MCPToolBench++¶
Overview¶
| Property | Value |
|---|---|
| Benchmark ID | mcptoolbench |
| Dataset | MCPToolBench/MCPToolBenchPP |
| Tasks | Varies (45+ categories) |
| Evaluation | Tool selection accuracy (>=0.8), parameter accuracy (>=0.7), call count limit (<=1.5x) |
| Output Type | Tool call accuracy metrics |
| Timeout | 180-300s recommended |
| Pre-built Images | No |
| Difficulty Levels | easy (single-step), hard/medium (multi-step) |
Overview¶
MCPToolBench++ is a benchmark specifically designed to evaluate how well AI agents use MCP (Model Context Protocol) tools. It tests the complete tool-use lifecycle across four key dimensions:
- Tool Discovery: Understanding what MCP tools are available and their capabilities
- Tool Selection: Choosing the appropriate tool(s) for a given task
- Tool Invocation: Calling tools with correct parameters matching their schemas
- Result Interpretation: Understanding and correctly using tool outputs
The benchmark covers 45+ categories spanning diverse tool-use scenarios:
- Browser: Web browsing and page interaction
- Finance: Financial data retrieval and calculations
- Code Analysis: Source code inspection and manipulation
- Database: Query and data management operations
- File Management: File system operations
- Communication: Email, messaging, and notification tools
- Weather: Weather data retrieval
- Search: Information retrieval and search operations
- And many more
Each task provides a query, a set of available MCP tools with their schemas, and a ground truth sequence of tool calls that correctly completes the task.
What It Measures¶
MCPToolBench++ evaluates MCP-specific tool use capabilities:
- Tool schema comprehension: Understanding tool definitions, parameter types, required vs. optional fields, and return value formats
- Tool selection accuracy: Identifying the correct tool(s) from a set of available options based on the task description
- Parameter precision: Providing the exact parameter names and values expected by the tool schema
- Sequential reasoning: For multi-step tasks, determining the correct order of tool calls and passing results between them
- Efficiency: Completing tasks without excessive exploratory or redundant tool calls
MCPToolBench++ does not test:
- The actual execution of tool calls (evaluation is based on the call structure, not results)

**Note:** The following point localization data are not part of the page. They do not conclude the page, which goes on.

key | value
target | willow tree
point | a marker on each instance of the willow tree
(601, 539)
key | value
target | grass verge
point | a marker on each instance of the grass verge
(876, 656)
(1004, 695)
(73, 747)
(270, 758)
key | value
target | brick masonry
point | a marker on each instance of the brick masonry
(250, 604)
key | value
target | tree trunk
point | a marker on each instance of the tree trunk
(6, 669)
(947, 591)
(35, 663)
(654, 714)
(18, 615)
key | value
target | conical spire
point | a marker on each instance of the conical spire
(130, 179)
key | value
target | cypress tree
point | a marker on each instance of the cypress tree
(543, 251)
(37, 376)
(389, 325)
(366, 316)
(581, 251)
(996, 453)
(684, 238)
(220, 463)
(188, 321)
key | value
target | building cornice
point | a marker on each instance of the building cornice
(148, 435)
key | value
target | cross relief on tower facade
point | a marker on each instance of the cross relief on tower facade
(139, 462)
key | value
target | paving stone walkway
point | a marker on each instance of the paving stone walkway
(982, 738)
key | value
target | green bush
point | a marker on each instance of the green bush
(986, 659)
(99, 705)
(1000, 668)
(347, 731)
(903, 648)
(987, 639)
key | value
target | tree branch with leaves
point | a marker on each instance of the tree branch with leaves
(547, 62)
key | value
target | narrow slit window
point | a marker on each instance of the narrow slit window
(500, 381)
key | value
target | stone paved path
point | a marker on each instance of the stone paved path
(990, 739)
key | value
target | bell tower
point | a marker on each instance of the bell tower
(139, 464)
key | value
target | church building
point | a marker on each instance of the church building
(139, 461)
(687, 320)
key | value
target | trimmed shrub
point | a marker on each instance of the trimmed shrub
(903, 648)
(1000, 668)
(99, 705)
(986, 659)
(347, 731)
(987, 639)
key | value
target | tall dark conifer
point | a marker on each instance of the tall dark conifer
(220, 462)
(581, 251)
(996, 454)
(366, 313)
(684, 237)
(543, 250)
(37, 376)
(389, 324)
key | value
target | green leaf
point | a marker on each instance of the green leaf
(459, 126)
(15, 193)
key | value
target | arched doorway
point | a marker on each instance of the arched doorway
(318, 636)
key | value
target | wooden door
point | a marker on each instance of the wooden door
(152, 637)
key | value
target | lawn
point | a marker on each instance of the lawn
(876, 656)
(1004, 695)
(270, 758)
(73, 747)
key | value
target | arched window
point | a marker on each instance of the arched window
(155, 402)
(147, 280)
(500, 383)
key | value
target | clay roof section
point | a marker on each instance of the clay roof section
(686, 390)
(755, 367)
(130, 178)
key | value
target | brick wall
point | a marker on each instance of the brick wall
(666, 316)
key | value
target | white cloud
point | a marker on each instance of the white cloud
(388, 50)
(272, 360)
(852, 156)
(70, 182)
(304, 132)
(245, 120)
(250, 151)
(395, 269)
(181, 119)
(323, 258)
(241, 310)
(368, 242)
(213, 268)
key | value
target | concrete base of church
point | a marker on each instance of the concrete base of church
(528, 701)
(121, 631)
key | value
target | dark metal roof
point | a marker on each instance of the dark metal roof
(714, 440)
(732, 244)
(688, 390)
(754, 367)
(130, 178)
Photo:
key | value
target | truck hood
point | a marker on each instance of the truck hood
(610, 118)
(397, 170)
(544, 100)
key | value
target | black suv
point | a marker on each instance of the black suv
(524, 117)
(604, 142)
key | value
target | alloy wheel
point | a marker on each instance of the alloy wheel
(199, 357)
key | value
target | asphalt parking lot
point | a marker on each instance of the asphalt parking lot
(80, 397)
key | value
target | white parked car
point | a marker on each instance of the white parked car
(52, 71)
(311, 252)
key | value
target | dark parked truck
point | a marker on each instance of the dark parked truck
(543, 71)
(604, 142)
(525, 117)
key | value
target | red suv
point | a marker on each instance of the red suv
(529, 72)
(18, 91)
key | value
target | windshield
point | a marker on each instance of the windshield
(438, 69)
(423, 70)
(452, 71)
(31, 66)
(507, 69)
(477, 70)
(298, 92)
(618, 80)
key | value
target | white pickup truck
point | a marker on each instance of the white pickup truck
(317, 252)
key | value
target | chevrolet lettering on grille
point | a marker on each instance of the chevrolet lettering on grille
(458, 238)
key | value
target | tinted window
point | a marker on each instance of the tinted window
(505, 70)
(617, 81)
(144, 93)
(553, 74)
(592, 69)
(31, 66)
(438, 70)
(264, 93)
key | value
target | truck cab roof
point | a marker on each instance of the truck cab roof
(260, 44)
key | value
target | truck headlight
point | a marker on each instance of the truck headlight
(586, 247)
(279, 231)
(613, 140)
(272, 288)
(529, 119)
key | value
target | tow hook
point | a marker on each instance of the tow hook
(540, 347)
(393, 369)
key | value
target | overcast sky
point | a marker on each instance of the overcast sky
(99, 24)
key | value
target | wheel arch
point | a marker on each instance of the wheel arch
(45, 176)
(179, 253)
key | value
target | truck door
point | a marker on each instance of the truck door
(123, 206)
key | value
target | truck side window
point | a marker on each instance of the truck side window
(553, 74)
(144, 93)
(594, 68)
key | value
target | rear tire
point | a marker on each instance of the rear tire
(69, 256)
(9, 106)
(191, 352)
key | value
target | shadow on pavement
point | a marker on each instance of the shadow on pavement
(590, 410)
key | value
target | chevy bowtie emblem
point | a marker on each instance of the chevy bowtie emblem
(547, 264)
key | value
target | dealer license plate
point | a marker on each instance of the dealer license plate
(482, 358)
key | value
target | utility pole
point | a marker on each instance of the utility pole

- Code generation or debugging
- Free-form reasoning or knowledge retrieval
- Tasks that require tools not listed in the task's available tool set
Task Structure¶
Each MCPToolBench++ task contains the following fields:
| Field | Description |
|---|---|
| uuid | Unique task identifier |
| query | The natural language task description |
| category | Task category (e.g., "browser", "finance", "code_analysis") |
| call_type | Task complexity -- "single" (one tool call) or "multi" (multiple sequential calls) |
| tools | List of available tool names |
| mcp_tools_dict | Full MCP tool definitions including schemas and descriptions |
| function_call_label | Ground truth sequence of tool calls with parameters |
The agent receives the query, task metadata, and available tools, then must select and invoke the correct tools with proper parameters.

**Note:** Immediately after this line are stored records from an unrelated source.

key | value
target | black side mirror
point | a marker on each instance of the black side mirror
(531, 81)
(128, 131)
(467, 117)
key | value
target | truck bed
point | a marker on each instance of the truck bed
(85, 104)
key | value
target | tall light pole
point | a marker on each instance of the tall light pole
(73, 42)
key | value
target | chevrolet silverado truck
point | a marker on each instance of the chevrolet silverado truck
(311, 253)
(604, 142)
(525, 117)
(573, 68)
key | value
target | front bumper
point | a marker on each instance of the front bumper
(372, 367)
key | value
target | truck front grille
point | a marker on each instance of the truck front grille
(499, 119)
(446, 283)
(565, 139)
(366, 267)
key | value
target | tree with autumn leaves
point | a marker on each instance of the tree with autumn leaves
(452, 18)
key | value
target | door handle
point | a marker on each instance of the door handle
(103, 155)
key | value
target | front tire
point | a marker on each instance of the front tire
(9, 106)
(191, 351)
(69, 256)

Example Task (Single-Step)¶
Category: finance
Task Type: single-step tool call
Available Tools: get_stock_price, get_exchange_rate, calculate_tax
Task:
What is the current stock price of Apple Inc. (AAPL)?
Expected Tool Call:
- name: get_stock_price
parameters:
symbol: "AAPL"
Example Task (Multi-Step)¶
Category: finance
Task Type: multi-step tool call
Available Tools: get_stock_price, get_exchange_rate, calculate_tax
Task:
Get the current stock price of AAPL in USD, then convert it to EUR.
Expected Tool Calls:
1. name: get_stock_price
parameters: { symbol: "AAPL" }
2. name: get_exchange_rate
parameters: { from: "USD", to: "EUR" }
Configuration¶
Basic Configuration¶
# Run MCPToolBench++ with default settings
mcpbr run -c config.yaml --benchmark mcptoolbench
# Run a small sample
mcpbr run -c config.yaml --benchmark mcptoolbench -n 20
# Filter by difficulty (single vs multi-step)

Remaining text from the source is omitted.